Aos 91 anos, produtora cultural relembra mais de quatro décadas dedicadas à circulação de grandes artistas internacionais e à formação de público para a música de concerto
Publicado em 31 de julho de 2026

Levar ao Brasil alguns dos maiores nomes da música clássica, da dança e das artes cênicas internacionais parecia, durante muito tempo, um desafio impossível. Foi justamente esse cenário que motivou a produtora cultural Myrian Dauelsberg a construir uma trajetória que ajudou a transformar a circulação de espetáculos internacionais no país.

Fundadora da Dellarte, empresa criada em 1982, Myrian compartilhou, ao lado do filho Steffen Dauelsberg, atual CEO da companhia, lembranças de sua carreira em entrevista concedida ao Valor Econômico. No encontro, os dois relembram momentos marcantes da história da empresa e analisam as mudanças enfrentadas pelo setor cultural ao longo das últimas décadas.

Quatro décadas de produção cultural

Desde sua criação, a Dellarte tornou-se uma das principais produtoras culturais da América Latina, promovendo temporadas de companhias de dança, concertos sinfônicos, óperas e espetáculos internacionais que marcaram a história cultural brasileira.
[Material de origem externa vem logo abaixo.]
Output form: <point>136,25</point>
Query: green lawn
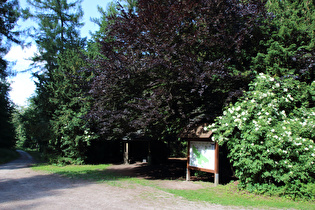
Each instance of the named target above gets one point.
<point>222,194</point>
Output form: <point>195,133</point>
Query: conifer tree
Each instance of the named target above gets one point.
<point>58,30</point>
<point>9,14</point>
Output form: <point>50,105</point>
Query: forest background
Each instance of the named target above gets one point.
<point>155,68</point>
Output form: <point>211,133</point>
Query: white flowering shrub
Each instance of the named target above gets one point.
<point>270,134</point>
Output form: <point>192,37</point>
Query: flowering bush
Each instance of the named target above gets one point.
<point>270,134</point>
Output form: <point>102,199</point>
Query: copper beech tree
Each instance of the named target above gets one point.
<point>169,64</point>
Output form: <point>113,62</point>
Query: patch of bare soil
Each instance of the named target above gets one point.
<point>23,188</point>
<point>171,174</point>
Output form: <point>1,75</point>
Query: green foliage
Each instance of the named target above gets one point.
<point>72,134</point>
<point>270,134</point>
<point>7,155</point>
<point>9,15</point>
<point>222,194</point>
<point>290,45</point>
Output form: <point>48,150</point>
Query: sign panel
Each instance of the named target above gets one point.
<point>202,154</point>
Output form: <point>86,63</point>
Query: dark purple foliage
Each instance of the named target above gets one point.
<point>172,64</point>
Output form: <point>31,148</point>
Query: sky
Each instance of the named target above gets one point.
<point>22,85</point>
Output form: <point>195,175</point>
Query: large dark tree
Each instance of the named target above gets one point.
<point>173,64</point>
<point>9,14</point>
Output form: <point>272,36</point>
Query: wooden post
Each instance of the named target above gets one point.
<point>188,157</point>
<point>126,153</point>
<point>149,161</point>
<point>216,165</point>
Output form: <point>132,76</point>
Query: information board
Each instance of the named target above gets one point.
<point>202,154</point>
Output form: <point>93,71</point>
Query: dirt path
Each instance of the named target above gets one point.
<point>23,188</point>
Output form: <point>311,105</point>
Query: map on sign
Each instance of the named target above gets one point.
<point>202,154</point>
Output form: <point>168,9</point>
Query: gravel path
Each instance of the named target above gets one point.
<point>23,188</point>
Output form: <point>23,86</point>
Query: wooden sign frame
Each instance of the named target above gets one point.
<point>214,170</point>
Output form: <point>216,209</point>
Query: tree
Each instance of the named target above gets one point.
<point>269,131</point>
<point>72,131</point>
<point>173,64</point>
<point>58,31</point>
<point>9,14</point>
<point>290,48</point>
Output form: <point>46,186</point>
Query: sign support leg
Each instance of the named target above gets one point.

Ao longo desse percurso, passaram pelos palcos organizados pela empresa artistas e grupos como os balés Kirov e Bolshoi, os tenores Luciano Pavarotti e José Carreras, o violoncelista Mstislav Rostropovich, a soprano Jessye Norman, além de importantes orquestras, coros e companhias internacionais.

A atuação da Dellarte também abriu caminho para intercâmbios culturais com países como a antiga União Soviética e, posteriormente, a China, ampliando a presença de produções estrangeiras no circuito brasileiro.

Cultura como investimento de longo prazo

Na entrevista, Myrian destaca que sua atuação sempre esteve ligada à formação de público e ao fortalecimento da música de concerto no Brasil. Antes de fundar a Dellarte, ela foi diretora artística da Sala Cecília Meireles, no Rio de Janeiro, experiência que consolidou sua visão sobre a importância da democratização do acesso às artes.

Essa perspectiva continua orientando o trabalho da empresa, que hoje desenvolve projetos de circulação artística, ações educativas e iniciativas voltadas à preservação do patrimônio cultural.

Uma nova geração à frente da empresa

Economista de formação, Steffen Dauelsberg ingressou na Dellarte após atuar no mercado financeiro. Atualmente, lidera a empresa mantendo a proposta iniciada por sua mãe, mas ampliando sua atuação para áreas como projetos educacionais, revitalização de espaços históricos e desenvolvimento de novos modelos de produção cultural.

Segundo ele, produzir grandes espetáculos internacionais tornou-se uma atividade mais complexa, principalmente em razão dos custos logísticos e da necessidade de ampliar as parcerias institucionais e os mecanismos de financiamento.

Atuação segue conectando o Brasil ao cenário internacional

Mesmo diante das transformações do setor cultural, a Dellarte continua promovendo intercâmbios entre o Brasil e outros países. Em 2026, a empresa integra a programação do Ano Cultural Brasil-China, realizando turnês de importantes grupos chineses, como a Companhia Nacional da Ópera de Pequim e a Orquestra Chinesa de Xangai, reforçando seu papel na circulação internacional de produções artísticas.

Mais de quatro décadas após sua fundação, a Dellarte segue como uma das principais referências da produção cultural brasileira, mantendo vivo o propósito que marcou sua história: aproximar o público de grandes experiências artísticas e ampliar o acesso à cultura.